One interesting argument Daugerdas raised was the potential for relief under the holding of Honeycutt v. United States, ___ U.S. ___, 137 S. Ct. 1626 (2017), G.S. here. Honeycutt held that, because of the language of the criminal forfeiture statute, a criminal defendant could not have forfeiture imposed for conduct for which the financial benefit went to other co-conspirators rather than Honeycutt. However, the principle of Honeycutt does not apply to restitution. (See 137 S.Ct. at 1634-1635.) Co-conspirators can be held jointly and severally liable for restitution for losses within the reasonable scope of the conspiracy. See e.g., United States v. Veasey, (5th Cir. 1/28/21) Unpublished, CA5 here, and G.S. here (where the defendant raised the possibility for relief from restitution based on Honeycutt protectively in the event Honeycutt was applied to restitution during the appeal, see Slip Op. 27); and DOJ CTM, 44.03[2][b] Scheme, Conspiracy, or Pattern, here, pp. 14-16.

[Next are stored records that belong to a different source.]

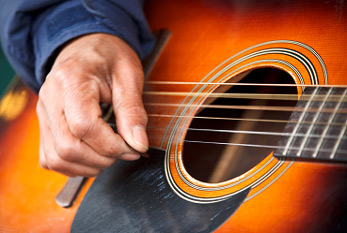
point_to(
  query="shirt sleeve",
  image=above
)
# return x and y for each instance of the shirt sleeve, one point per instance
(32, 33)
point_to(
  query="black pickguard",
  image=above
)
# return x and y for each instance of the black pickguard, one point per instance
(135, 197)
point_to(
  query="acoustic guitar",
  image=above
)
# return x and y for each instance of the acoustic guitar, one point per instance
(247, 112)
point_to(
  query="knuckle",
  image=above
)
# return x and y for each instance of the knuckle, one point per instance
(65, 151)
(81, 127)
(55, 164)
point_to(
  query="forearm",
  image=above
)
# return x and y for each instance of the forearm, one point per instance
(31, 40)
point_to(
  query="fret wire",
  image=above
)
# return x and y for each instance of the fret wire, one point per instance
(236, 119)
(332, 116)
(297, 125)
(316, 115)
(244, 107)
(238, 84)
(334, 150)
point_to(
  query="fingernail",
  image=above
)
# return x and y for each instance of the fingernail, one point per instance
(130, 156)
(140, 137)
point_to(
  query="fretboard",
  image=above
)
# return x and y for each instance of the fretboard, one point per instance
(317, 129)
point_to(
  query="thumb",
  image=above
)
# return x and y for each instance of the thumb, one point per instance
(131, 116)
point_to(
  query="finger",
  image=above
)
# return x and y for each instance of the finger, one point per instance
(83, 116)
(53, 161)
(131, 117)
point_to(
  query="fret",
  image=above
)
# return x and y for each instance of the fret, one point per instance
(319, 131)
(339, 140)
(324, 134)
(294, 132)
(316, 115)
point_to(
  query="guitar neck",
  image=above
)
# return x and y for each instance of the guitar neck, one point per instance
(317, 129)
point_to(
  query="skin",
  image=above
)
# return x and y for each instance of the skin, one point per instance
(74, 139)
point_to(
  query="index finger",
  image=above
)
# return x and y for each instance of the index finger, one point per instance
(83, 115)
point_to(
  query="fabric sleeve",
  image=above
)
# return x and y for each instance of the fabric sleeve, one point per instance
(33, 33)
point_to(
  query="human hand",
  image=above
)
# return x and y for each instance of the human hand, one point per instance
(74, 139)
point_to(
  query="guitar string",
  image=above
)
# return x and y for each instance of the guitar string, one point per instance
(289, 97)
(240, 119)
(324, 150)
(263, 133)
(239, 84)
(248, 107)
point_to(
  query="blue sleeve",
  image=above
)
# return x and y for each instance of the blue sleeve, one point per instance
(33, 31)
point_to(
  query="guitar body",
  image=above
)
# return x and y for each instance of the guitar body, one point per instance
(215, 42)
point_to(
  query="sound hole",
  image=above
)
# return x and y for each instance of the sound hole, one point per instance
(225, 143)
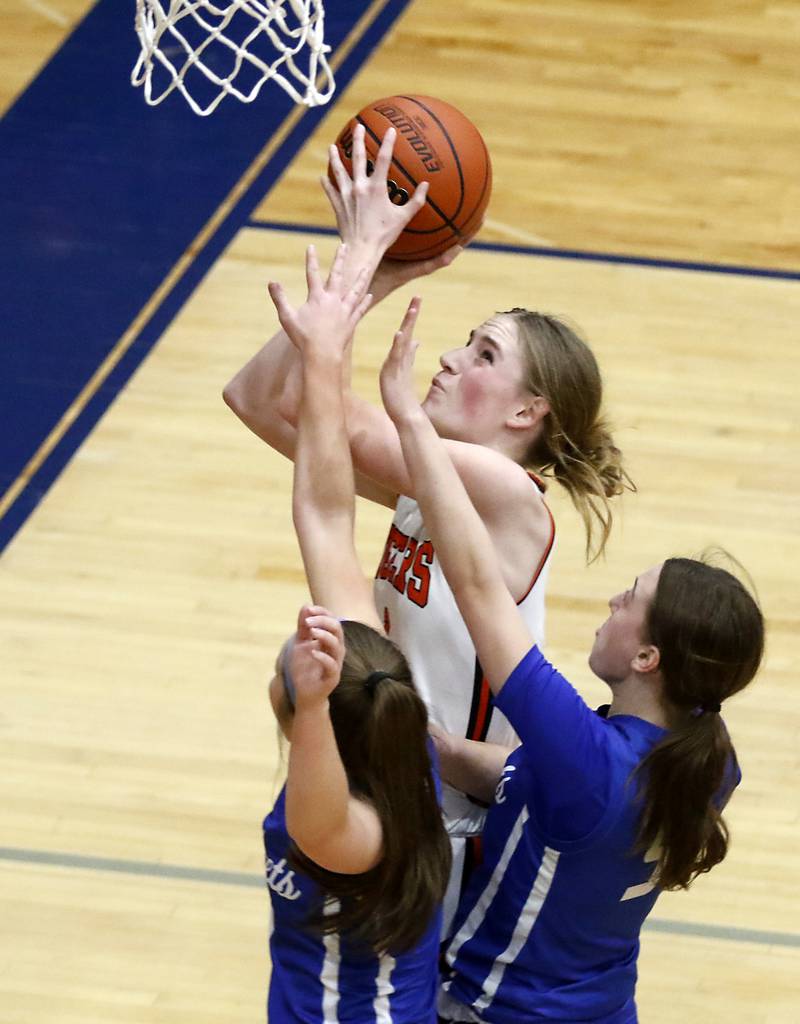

In Larson v. Commissioner, T.C. Memo. 2022-3, G.S. here, Larson had been convicted of promoting abusive tax shelters. The Larson saga has played prominently in earlier blogs. See here. At the time of filing the petition, he was incarcerated in El Paso. (Slip Op. 2-3.) The shelter involved in this case was not one he promoted to others but one devised to help the related promoters of the schemes defer the inclusion of some of the substantial income from the transactions through an ESOP. Larson claimed the income could be deferred because he has a substantial risk of forfeiture. The Court held that he did not have a substantial risk of forfeiture and sustained the I.R.S. inclusion in income rather than deferring. The only interesting thing is the following (Slip Op. 9 n. 8): “At trial respondent conceded the fraud penalty for all years at issue.”